High-performance diodes based on black phosphorus/carbon nanomaterial heterostructures
Abstract
The performance of diodes, which are the basic building blocks in integrated circuits, highly depends on the materials used. Black phosphorus (BP) and carbon nanomaterials with unique structures and excellent properties can form heterostructures with favorable band matching to fully utilize their respective advantages and thus achieve high diode performance. Here, high-performance Schottky junction diodes based on a two-dimensional (2D) BP/single-walled carbon nanotube (SWCNT) film heterostructure and a BP nanoribbon (PNR) film/graphene heterostructure were investigated for the first time. The fabricated Schottky diode based on the heterostructure with the 10 nm-thick 2D BP stacked on the SWCNT film had a rectification ratio of 2978 and a low ideal factor of 1.5. The Schottky diode based on the heterostructure with the PNR film stacked on the graphene exhibited a high rectification ratio of 4455 and an ideal factor of 1.9. The high rectification ratios for both devices were attributed to the large Schottky barriers formed between the BP and carbon materials, thus leading to a small reverse current.

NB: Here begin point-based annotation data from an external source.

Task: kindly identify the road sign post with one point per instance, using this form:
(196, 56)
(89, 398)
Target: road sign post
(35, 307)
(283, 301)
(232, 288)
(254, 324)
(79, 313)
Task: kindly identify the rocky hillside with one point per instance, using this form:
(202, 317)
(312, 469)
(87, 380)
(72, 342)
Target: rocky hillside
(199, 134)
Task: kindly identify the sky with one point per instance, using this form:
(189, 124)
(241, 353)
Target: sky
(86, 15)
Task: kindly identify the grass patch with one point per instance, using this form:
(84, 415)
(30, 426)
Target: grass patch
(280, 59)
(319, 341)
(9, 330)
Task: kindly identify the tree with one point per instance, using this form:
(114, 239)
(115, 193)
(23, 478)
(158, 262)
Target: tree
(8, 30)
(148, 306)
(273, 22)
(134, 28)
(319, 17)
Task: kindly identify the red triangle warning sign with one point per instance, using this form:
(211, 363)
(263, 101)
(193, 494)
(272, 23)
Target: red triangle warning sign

We found that the thickness of the 2D BP in the 2D BP/SWCNT film Schottky diode and the stacking order of the heterostructure in the PNR film/graphene Schottky diode had a significant effect on the rectification ratio. Furthermore, the rectification ratio and breakdown voltage of the resulting PNR film/graphene Schottky diode were larger than those of the 2D BP/SWCNT film Schottky diode, which was attributed to the larger bandgap of the PNRs compared to the 2D BP. This study demonstrates that high-performance diodes can be achieved via the collaborative application of BP and carbon nanomaterials.